This overlong and rather boring pamphlet doesn't need much introduction. Norman Cohn called it a "warrant for genocide". Hitler thought it was "terrifying". The judge at the Berne Trial of 1933-35 called it "laughable nonsense". The writer and rabbi Joseph Teluskin was less amused: "Thousands, perhaps even tens of thousands, of Jews have died because of this infamous forgery".
The Protocols are said to have surfaced in antisemitic circles in Paris in the late 1890s, and they first appeared in print in Russia in 1903. It has long been recognised that the pamphlet was compiled by the Tsarist secret police and that its ultimate source was Dialogue in Hell between Machiavelli and Montesquieu, a satirical work published in 1864 by Maurice Joly, a right-wing French lawyer. Joly's book was not anti-Jewish in character: the antisemitic element in the Protocols appears to derive from a book called Biarritz published by one Hermann Goedsche in 1868. By the time that the Protocols became internationally known in the years following the First World War, they ought to have been well past their sell-by date.
The underlying thesis of the Protocols is straightforward enough. The Jews want to install a "Sovereign Lord of all the World" based in Europe to rule over humanity. A significant part of the tract is given over to a description of how the worldwide Jewish state would be run, from the operation of the law courts to tax policy. Not that any of this would happen soon, of course. It would take time, "perhaps even a whole century". The Jews, however, had not been idle in the meantime.
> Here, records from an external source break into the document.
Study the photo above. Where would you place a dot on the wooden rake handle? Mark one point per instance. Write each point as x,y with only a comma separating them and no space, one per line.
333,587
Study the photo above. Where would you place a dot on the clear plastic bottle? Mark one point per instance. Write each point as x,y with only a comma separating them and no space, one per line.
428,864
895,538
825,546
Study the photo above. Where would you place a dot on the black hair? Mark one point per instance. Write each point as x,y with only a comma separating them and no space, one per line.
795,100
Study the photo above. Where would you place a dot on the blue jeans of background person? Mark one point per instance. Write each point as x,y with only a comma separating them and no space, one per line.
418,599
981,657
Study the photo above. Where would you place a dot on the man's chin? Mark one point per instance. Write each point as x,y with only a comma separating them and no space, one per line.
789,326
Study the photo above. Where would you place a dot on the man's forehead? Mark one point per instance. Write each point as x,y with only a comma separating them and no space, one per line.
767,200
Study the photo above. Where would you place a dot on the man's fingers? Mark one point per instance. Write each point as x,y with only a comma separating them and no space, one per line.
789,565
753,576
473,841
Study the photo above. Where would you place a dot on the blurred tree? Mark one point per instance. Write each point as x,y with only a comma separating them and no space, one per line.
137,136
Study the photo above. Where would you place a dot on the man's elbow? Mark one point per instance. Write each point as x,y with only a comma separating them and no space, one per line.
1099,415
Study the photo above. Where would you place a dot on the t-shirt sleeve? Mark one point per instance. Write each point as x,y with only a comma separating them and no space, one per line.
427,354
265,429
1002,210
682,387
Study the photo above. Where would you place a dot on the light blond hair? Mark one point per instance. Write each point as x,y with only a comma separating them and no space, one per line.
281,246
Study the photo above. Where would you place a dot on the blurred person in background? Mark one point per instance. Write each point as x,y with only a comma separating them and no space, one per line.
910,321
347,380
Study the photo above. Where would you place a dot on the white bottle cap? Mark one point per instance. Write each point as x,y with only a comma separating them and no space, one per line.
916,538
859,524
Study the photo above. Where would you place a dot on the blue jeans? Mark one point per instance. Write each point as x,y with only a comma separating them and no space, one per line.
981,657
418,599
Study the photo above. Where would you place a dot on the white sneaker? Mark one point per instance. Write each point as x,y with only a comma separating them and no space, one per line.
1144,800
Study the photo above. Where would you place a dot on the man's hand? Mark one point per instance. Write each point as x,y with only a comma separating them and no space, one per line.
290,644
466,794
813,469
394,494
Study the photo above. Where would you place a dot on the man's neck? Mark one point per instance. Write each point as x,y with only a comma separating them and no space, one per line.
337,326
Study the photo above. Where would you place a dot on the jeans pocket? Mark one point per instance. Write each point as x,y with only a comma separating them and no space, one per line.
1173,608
They had brought about the French Revolution, they controlled the press, and they were responsible for the theories of Darwin, Nietzsche and Marx. You thought that the Freemasons were the real rulers of the world? Turns out they're just a catspaw for the Jews. All this was tediously familiar stuff even back then. Dark rumours of a global Jewish conspiracy had gained currency in the late 19th century, and the content of the Protocols is anything but revealing.
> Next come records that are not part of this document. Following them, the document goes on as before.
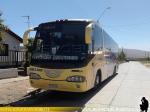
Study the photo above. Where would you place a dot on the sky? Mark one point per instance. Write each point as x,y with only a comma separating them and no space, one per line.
127,21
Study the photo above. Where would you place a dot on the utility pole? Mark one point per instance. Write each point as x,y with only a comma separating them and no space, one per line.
28,22
104,11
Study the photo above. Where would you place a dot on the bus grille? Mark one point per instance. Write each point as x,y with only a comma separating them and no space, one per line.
53,73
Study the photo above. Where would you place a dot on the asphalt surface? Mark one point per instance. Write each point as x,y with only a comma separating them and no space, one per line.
120,93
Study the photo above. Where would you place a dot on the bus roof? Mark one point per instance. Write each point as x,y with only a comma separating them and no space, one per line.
70,20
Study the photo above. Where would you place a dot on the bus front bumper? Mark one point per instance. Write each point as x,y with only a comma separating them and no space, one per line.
59,85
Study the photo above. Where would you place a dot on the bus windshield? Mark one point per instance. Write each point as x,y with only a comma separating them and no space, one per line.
60,41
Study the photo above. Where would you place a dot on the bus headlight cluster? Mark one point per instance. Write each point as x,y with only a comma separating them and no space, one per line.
34,76
76,79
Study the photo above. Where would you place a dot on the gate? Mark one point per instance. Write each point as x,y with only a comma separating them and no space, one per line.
12,59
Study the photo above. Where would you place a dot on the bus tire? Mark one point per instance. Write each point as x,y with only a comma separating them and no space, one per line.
97,79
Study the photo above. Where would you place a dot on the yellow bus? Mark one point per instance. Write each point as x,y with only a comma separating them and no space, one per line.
71,55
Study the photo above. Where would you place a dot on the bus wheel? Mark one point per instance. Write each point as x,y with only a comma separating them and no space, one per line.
97,79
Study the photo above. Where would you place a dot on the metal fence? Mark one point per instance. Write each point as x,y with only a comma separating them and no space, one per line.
13,59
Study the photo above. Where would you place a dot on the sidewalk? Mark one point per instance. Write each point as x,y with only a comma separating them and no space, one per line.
13,89
8,73
10,80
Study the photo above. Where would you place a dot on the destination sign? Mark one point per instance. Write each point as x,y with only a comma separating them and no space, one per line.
54,57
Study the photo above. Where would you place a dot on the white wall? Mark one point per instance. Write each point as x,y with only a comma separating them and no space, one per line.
13,43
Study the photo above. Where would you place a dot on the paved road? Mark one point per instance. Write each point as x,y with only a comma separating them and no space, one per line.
8,73
121,93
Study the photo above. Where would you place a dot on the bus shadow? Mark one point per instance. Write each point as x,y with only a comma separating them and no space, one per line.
59,99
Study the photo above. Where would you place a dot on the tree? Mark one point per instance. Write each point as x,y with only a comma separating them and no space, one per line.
30,44
122,56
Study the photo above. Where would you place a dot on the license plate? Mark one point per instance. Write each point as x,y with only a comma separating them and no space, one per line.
53,86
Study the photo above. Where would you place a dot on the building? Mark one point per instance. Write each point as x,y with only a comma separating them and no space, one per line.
10,49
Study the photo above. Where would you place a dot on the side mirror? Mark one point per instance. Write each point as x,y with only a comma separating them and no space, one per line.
26,37
88,34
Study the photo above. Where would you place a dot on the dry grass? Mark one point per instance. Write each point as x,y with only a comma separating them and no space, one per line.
146,63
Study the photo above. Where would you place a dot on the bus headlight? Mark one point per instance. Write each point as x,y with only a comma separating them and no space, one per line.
34,76
75,79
Some of what the Protocols have to say can be described as fairly straightforward Machiavellianism. Political freedom is impossible and despotism is a necessity. Inequality is natural, the common people are to be regarded with contempt, and a ruler must not try to behave morally. More interestingly, however, much of the world-view of the supposed authors is fairly clearly that of the Christian Counter-Enlightenment. The Protocols present, as clear as day, the ideology of Maurice Joly and the Tsar's spooks, not that of contemporary European Jews. The reader learns that "the chaotic licence of liberalism" leads to national weakness and that popular government degenerates into chaos. Socialism, materialistic capitalism, universal education, universal suffrage and constitutional government are Bad. The same is true of the "aristocracy of [the Jewish] educated class headed by the aristocracy of money", which have displaced the "natural and genealogical aristocracy" of the gentiles.
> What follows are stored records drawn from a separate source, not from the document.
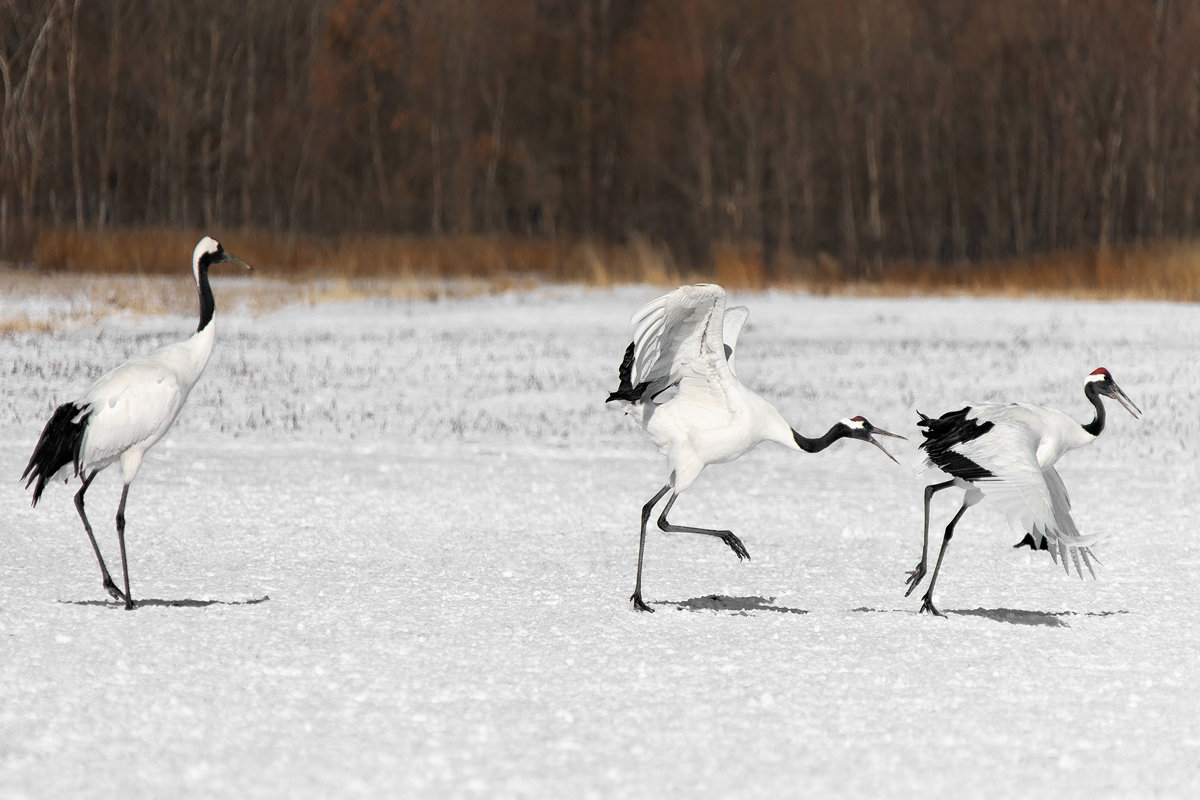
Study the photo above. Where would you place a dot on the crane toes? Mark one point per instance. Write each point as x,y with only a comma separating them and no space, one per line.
915,577
639,605
928,606
113,591
736,545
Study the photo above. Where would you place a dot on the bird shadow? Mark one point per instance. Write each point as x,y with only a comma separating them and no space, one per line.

These are the sentiments of royalist Christian counterrevolutionaries. Sometimes, the writers barely attempt to hide their political-religious outlook, almost forgetting who they are pretending to be. "The holy unction of the Lord's Anointed has fallen from the heads of kings in the eye of the people, and when we also robbed them of their faith in God the might of power was flung upon the streets into the place of public proprietorship and was seized by us". It is a strange type of Jewish subversive who writes nostalgically about theocratic kingship and equates the decline of Christian faith with a debasing of the political order. The Protocols are bog-standard propaganda of the 19th century reactionary right. The outlook that you find in them is the sort of stuff that you might expect to hear from an exiled French aristocrat in a bar in London circa 1794, with some pseudo-Jewish racism against the "goyim" thrown in. In matters of detail, it looks like a significant part of the text has been taken directly from Joly's attack on the policies of the vulgar faux-emperor and usurper Napoleon III, who had died in 1873.
One is almost disappointed that the forgers didn't do their homework more diligently. What kind of Jews are supposed to have written this stuff? They don't use Jewish terminology, not even clumsy fake Yiddishisms. They pose as religious Jews who believe in God and the Jewish religion - yet they talk in naturalistic terms, refer to the Hindu deity Vishnu, use the un-Jewish phrase "King of the Jews", and studiously avoid quoting from the Bible and the Talmud.
There are no specifics, no detailed discussion of timescales or process. There is a dearth of references to specific countries and specific steps that the conspirators are going to take to advance their designs. Most glaringly of all, the Protocols signally fail to predict the greatest catastrophe of their time, the First World War. One might almost ask why they have fooled so many people for so long, but the answer is quite obvious: they tell their readers what they want to hear.
Additional Note: I have been made aware that the theory that the Protocols were forged in the 1890s by the Paris office of the Okhrana has been called into question. Caesare Di Michelis has argued in The Non-Existent Manuscript that they were composed in antisemitic circles in Russia circa 1902.